The musicology and ethnomusicology program at the Sunderman Conservatory of Music helps students, whether experienced musicians or novice listeners, understand the structural elements of music and the cultural processes of music-making. The study of European and American art music is integrated with other global musical traditions, and students learn to articulate why cultures, including our own, engage in particular types of music-making.
One of the hallmarks of our approach to historical/cultural studies is that each of the professors of musicology and ethnomusicology conducts scholarly research that includes a performance specialty: Dr. Paul Austerlitz is a jazz performer, Dr. Alexander Kahn is a conductor, and Dr. Marta Robertson performs Okinawan classical dance. The study of musicology and ethnomusicology also extends beyond our courses into the fabric of the Conservatory where music education students perform on the College's Balinese gamelan ensemble, students in liberal arts world music courses present a performance as a final exam, students interested in Library Studies apply for an internship under the direction of our music librarian, and seniors with interests in opera or jazz may elect seminars which include immersion trips to New York. All students have additional opportunities to work with experts in cultural traditions, whether taking an Okinawan dance lesson, participating in a class with a visiting jazz pianist, studying performance practices with guest artists from Piffaro Renaissance Band, or teleconferencing about research with the Digital Reference Team at the Library of Congress.

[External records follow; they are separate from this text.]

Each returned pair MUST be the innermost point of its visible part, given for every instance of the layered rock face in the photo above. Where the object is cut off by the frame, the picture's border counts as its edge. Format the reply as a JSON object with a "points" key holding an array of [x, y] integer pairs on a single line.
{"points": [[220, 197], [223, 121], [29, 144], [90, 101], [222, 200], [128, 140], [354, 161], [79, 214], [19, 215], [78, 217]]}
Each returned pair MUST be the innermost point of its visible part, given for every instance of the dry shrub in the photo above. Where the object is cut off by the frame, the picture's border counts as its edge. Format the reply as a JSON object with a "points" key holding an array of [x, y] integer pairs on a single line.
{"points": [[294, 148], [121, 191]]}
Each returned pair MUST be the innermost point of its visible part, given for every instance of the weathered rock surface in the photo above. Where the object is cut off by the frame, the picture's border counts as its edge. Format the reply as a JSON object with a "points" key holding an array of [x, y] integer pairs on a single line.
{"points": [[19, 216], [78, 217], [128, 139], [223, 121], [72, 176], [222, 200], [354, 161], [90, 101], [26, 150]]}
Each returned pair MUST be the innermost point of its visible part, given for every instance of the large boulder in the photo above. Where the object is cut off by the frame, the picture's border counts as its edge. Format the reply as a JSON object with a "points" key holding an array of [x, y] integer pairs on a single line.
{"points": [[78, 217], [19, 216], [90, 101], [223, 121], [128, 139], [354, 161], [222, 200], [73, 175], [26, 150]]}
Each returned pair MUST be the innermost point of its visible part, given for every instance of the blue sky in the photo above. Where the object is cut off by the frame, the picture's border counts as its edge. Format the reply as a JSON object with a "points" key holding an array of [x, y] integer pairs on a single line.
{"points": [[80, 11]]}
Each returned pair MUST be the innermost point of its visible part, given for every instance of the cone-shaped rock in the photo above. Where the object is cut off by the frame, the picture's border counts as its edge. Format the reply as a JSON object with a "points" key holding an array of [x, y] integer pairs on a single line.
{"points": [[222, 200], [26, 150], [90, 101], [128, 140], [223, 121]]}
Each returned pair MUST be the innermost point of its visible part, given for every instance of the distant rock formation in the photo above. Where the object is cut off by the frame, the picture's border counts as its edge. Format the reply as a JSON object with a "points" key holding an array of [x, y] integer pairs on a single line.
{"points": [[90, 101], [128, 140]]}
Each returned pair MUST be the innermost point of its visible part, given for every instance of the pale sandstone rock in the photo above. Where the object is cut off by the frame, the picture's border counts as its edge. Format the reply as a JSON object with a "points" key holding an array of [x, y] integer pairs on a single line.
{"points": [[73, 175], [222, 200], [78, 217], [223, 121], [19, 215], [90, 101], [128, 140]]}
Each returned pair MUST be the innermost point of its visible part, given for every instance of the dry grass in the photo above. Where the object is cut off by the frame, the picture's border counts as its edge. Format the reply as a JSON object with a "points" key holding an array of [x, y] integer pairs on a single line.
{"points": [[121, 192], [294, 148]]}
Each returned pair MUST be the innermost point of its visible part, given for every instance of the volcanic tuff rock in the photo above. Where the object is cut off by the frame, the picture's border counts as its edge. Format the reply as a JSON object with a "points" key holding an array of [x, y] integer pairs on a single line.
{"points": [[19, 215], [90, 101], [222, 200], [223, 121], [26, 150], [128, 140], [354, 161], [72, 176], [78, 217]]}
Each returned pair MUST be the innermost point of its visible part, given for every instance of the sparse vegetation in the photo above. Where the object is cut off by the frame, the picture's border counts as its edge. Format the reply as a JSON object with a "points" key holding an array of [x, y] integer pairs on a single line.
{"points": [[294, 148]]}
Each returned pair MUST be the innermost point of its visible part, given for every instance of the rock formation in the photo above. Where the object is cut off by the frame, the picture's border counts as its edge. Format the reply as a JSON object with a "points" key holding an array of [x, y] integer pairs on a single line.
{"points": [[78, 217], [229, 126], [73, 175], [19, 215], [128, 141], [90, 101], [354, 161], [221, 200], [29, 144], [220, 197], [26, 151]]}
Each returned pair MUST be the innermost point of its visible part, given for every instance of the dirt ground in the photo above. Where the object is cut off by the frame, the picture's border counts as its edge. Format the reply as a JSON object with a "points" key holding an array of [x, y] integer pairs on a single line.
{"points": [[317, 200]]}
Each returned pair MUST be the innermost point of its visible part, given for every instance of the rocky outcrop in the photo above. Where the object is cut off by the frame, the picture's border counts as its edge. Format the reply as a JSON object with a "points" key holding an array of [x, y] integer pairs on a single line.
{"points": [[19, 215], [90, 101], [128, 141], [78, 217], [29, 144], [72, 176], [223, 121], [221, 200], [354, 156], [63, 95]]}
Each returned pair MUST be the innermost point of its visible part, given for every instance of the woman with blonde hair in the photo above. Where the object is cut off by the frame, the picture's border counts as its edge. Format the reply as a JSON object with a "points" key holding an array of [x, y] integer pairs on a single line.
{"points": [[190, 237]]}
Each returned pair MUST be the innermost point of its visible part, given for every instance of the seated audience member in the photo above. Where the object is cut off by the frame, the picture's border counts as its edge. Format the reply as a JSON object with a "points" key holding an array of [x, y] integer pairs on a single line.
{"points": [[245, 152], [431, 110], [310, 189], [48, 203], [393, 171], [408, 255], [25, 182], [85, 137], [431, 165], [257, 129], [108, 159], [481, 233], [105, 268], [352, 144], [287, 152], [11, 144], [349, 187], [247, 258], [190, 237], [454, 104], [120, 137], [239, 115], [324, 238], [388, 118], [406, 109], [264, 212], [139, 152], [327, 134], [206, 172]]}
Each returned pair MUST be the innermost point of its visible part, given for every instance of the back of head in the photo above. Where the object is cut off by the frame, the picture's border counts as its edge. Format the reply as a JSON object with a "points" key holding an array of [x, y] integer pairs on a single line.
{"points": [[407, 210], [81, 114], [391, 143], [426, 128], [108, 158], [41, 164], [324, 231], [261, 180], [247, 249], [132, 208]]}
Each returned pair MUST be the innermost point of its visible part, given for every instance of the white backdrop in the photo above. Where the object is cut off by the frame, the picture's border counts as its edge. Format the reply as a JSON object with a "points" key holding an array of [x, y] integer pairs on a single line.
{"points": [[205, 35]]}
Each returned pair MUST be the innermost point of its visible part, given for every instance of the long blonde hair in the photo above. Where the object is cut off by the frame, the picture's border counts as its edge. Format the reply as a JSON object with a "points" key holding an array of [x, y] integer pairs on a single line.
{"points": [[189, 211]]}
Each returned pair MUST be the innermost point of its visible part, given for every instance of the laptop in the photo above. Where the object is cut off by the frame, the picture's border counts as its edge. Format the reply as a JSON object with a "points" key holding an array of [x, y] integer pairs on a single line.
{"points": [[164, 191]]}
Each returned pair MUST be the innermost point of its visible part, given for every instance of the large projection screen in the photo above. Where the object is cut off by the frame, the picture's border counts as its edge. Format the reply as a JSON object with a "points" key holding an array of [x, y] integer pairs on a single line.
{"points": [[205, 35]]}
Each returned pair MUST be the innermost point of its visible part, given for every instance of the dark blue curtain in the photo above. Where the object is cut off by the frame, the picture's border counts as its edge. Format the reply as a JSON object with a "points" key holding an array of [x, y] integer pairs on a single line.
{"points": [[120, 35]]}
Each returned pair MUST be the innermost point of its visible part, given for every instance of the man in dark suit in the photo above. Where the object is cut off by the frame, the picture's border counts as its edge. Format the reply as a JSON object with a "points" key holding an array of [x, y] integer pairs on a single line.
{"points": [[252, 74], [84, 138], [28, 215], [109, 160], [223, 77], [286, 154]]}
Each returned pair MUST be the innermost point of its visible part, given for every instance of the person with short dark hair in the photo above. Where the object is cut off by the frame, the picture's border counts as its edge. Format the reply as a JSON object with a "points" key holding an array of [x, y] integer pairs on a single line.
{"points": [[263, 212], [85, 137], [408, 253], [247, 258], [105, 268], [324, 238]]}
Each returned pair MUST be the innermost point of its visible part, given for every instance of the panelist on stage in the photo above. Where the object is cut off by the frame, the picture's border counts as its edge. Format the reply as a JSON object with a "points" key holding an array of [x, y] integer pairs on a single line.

Whether for majors, minors, or non-majors, the musicology and ethnomusicology courses contribute to College and Conservatory curricular goals. Together we will develop your critical thinking skills through the lens of musicology in three areas: Historical and Cultural Thinking, Analytical Thinking, and the art of asking Essential Questions. Musicologists and ethnomusicologists analyze human thought and culture, but through a lens focused on musical products. We also use music theory as a grammatical tool to aid historical and analytical thinking.
The musicology sequence for music majors teaches you to "do musicology." And the ultimate goal is for you to become a more informed thinker, learner, performer, and listener.